The door sensed her presence and slid open. The room was small and thick with smoke. Light came from a single source in the ceiling. It bathed Cap in a hard white glare. He lay on the tabletop with his pockets turned inside out. His hair was in disarray, and he had a two-day growth of beard, but she could still see signs of the man he'd once been. The high forehead, the firm jaw, and the thin-lipped mouth had been handsome once. Just right for a promising young officer.

Dee thought Cap was dead at first, but then she saw his chest move and found a pulse. He smelled of sour alcohol.

Dee shook her head sadly, grabbed one of Cap's arms, and pulled him into a fireman's carry. She was strong, and like many alcoholics, Sorenson was light. The door opened at her approach.

"Come on, Cap. Let's go home."

3

The Rothmonian security center was a quiet, almost cloistered place.
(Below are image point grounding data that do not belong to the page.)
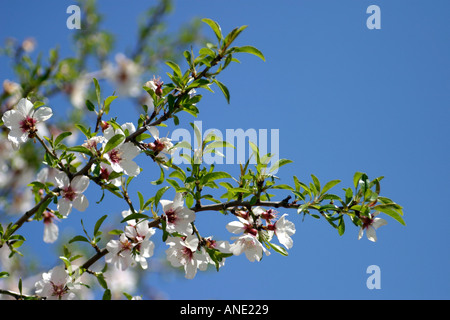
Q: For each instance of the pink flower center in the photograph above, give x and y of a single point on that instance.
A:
(69, 193)
(187, 253)
(28, 125)
(157, 146)
(366, 222)
(59, 290)
(104, 174)
(115, 156)
(171, 216)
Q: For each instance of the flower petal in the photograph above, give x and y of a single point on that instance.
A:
(80, 183)
(64, 207)
(81, 202)
(43, 114)
(24, 106)
(62, 180)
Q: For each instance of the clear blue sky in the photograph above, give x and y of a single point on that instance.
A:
(345, 99)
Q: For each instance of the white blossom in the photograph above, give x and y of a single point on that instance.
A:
(371, 224)
(72, 193)
(22, 121)
(120, 252)
(121, 157)
(249, 245)
(125, 75)
(51, 230)
(185, 253)
(178, 217)
(57, 285)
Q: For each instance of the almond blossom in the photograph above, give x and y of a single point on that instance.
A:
(121, 157)
(371, 224)
(183, 252)
(22, 121)
(51, 230)
(178, 218)
(125, 75)
(249, 245)
(120, 252)
(162, 146)
(57, 285)
(71, 193)
(283, 229)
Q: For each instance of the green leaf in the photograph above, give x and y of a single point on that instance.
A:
(214, 176)
(278, 248)
(107, 295)
(62, 136)
(135, 216)
(159, 194)
(97, 91)
(279, 164)
(79, 238)
(391, 209)
(108, 103)
(114, 142)
(215, 27)
(251, 50)
(329, 185)
(90, 106)
(80, 149)
(175, 67)
(224, 89)
(357, 176)
(316, 183)
(98, 224)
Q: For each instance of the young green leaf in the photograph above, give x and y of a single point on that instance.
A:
(251, 50)
(114, 142)
(215, 27)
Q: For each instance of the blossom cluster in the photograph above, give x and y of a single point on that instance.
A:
(258, 226)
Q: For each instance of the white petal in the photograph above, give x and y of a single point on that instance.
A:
(62, 180)
(371, 234)
(50, 232)
(81, 202)
(154, 132)
(80, 183)
(378, 222)
(43, 114)
(12, 118)
(178, 200)
(64, 206)
(360, 233)
(129, 150)
(235, 227)
(130, 167)
(167, 205)
(24, 106)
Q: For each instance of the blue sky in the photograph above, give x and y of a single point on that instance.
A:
(345, 99)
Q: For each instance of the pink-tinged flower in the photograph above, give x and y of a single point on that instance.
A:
(22, 121)
(139, 234)
(163, 146)
(178, 218)
(283, 229)
(51, 230)
(249, 245)
(371, 224)
(120, 252)
(121, 157)
(242, 226)
(57, 285)
(71, 193)
(183, 252)
(125, 75)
There was the gentle hum of air-conditioning, the muted mumble of radio traffic, and the occasional sound of a buzzer. Row after row of vid monitors blinked through a preprogrammed sequence of security cams, some of which hopped, crawled, or flew through air, while others remained stationary and captured whatever happened to take place in front of them. Some of these were mounted in locations that guests would object to but didn't know about.

Technicians moved here and there, attending the machines like priests at the altar, speaking to each other in tones of hushed solemnity.

Nathan Izzo slammed the door open, dropped his portacomp onto a countertop, and looked for someone to abuse. Five or six technicians were present. All did their best to disappear. "Rister! Get your butt out here!"

"My butt
is
out here." The voice came from right next to Izzo and made him jump. Carolyn Rister, chief of security, saw her superior's expression and smiled. "Welcome to the security center."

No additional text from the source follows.